New-AzResourceGroupDeployment `
  -Name addstorage `
  -ResourceGroupName myResourceGroup `
  -TemplateFile $templateFile

Notitie

Als de implementatie mislukt, gebruikt u de verbose schakeloptie om informatie op te halen over de resources die u maakt. Gebruik de schakeloptie debug voor meer informatie over foutopsporing.

Deze fouten zijn twee mogelijke implementatiefouten die kunnen optreden:

  • Error: Code=AccountNameInvalid; Message={provide-unique-name} is geen geldige opslagaccountnaam. De naam van het opslagaccount moet tussen de 3 en 24 tekens lang zijn en alleen cijfers en kleine letters bevatten.

    Vervang {provide-unique-name} (met inbegrip van de accolades) in de sjabloon door een unieke opslagaccountnaam. Zie Resource toevoegen.

  • Error: Code=StorageAccountAlreadyTaken; Message=The storage account named store1abc09092019 wordt al gebruikt.

    Probeer in de sjabloon een andere naam voor het opslagaccount.

Deze implementatie duurt langer dan uw lege sjabloonimplementatie omdat u een opslagaccount maakt. Het kan ongeveer een minuut duren.

Implementatie verifiëren

U kunt de implementatie controleren door de resourcegroep te bekijken vanuit de Azure Portal.

  1. Meld u aan bij de Azure-portal.
  2. Selecteer Resourcegroepen in het linkermenu.
  3. Schakel het selectievakje links van myResourceGroup in en selecteer myResourceGroup
  4. Selecteer de resourcegroep waarin de sjabloon is geïmplementeerd.
  5. U ziet dat een opslagaccount is geïmplementeerd.
  6. U ziet dat het implementatielabel nu de volgende tekst bevat: Implementaties: 2 geslaagd.

Resources opschonen

Als u verdergaat met de volgende zelfstudie, hoeft u de resourcegroep niet te verwijderen.

Als u nu stopt, wilt u de geïmplementeerde resources wellicht opschonen door de resourcegroep te verwijderen.

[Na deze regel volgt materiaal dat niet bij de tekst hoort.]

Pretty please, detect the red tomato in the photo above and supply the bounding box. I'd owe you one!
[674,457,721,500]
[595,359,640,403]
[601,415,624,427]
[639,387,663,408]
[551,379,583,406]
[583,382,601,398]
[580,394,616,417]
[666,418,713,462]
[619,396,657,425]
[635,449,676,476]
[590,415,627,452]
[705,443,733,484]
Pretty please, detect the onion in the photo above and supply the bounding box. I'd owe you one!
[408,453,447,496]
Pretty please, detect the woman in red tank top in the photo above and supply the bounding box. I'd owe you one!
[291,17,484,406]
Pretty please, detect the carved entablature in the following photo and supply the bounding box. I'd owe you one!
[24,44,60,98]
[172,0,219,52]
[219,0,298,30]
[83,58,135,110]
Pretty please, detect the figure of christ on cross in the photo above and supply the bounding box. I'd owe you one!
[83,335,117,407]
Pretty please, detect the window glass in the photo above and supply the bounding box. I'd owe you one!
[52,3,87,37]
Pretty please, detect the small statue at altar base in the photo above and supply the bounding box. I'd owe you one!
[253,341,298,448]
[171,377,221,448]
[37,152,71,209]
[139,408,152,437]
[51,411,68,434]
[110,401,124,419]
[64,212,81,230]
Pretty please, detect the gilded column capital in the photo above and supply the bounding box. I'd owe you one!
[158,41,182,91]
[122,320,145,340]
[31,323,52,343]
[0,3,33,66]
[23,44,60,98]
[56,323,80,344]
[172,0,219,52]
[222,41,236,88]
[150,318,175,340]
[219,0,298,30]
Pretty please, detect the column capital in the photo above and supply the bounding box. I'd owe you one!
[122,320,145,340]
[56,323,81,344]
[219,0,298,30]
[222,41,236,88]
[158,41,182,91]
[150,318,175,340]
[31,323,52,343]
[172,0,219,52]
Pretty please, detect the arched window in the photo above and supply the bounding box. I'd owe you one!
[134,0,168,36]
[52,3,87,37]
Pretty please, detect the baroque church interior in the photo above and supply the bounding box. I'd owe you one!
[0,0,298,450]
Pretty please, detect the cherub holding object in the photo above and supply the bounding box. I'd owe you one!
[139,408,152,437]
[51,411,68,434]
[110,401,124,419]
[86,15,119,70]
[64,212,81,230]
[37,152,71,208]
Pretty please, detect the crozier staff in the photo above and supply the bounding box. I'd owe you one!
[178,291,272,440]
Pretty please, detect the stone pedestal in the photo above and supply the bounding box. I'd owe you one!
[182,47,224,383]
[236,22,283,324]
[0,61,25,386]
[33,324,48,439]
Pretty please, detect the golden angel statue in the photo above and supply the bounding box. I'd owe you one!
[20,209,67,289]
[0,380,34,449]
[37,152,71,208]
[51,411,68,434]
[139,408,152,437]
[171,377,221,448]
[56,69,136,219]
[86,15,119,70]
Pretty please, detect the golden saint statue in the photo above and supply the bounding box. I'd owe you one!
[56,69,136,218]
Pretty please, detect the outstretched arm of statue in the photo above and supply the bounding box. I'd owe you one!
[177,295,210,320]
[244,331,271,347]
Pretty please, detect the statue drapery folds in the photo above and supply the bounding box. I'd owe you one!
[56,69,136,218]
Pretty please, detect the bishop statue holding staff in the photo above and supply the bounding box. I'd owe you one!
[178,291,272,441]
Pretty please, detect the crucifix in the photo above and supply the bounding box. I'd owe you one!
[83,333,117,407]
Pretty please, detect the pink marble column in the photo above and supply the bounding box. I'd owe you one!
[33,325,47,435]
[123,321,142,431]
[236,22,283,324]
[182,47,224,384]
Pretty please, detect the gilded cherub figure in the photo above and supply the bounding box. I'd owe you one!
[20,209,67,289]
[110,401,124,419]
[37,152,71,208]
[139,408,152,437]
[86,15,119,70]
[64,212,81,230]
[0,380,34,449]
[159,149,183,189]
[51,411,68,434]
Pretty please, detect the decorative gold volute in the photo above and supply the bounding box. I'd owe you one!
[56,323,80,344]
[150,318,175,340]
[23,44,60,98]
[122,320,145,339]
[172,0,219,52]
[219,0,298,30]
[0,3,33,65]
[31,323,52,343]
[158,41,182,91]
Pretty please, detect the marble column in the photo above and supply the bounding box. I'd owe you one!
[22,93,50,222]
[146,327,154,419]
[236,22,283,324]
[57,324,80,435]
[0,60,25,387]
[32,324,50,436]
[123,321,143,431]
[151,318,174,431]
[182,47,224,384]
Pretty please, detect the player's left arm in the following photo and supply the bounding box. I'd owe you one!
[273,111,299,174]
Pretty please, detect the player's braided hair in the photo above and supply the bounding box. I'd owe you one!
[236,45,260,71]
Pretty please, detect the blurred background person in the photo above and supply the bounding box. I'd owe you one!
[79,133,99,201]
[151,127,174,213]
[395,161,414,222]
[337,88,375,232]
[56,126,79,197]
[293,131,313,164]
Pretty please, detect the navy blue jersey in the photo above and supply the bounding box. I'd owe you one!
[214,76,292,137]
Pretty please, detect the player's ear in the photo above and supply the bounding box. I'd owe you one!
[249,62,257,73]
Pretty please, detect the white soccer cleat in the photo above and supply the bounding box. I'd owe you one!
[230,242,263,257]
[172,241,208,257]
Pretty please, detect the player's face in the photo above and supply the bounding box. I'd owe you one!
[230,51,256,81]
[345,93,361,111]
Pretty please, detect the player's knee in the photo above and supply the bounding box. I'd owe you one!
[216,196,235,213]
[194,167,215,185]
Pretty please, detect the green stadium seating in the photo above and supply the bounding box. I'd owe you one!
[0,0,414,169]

  1. Selecteer Resourcegroep in het linkermenu van Azure Portal.
  2. Typ de naam van de resourcegroep in het vak Filteren op een veld... .
  3. Schakel het selectievakje naast myResourceGroup in en selecteer myResourceGroup of de naam van de resourcegroep die u hebt gekozen.
  4. Selecteer Resourcegroep verwijderen in het bovenste menu.

Volgende stappen

U hebt een eenvoudige sjabloon voor het implementeren van een Azure-opslagaccount gemaakt. In de volgende zelfstudies leert u hoe u parameters, variabelen, resources en uitvoer toevoegt aan een sjabloon. Deze items zijn de bouwstenen voor veel complexere sjablonen.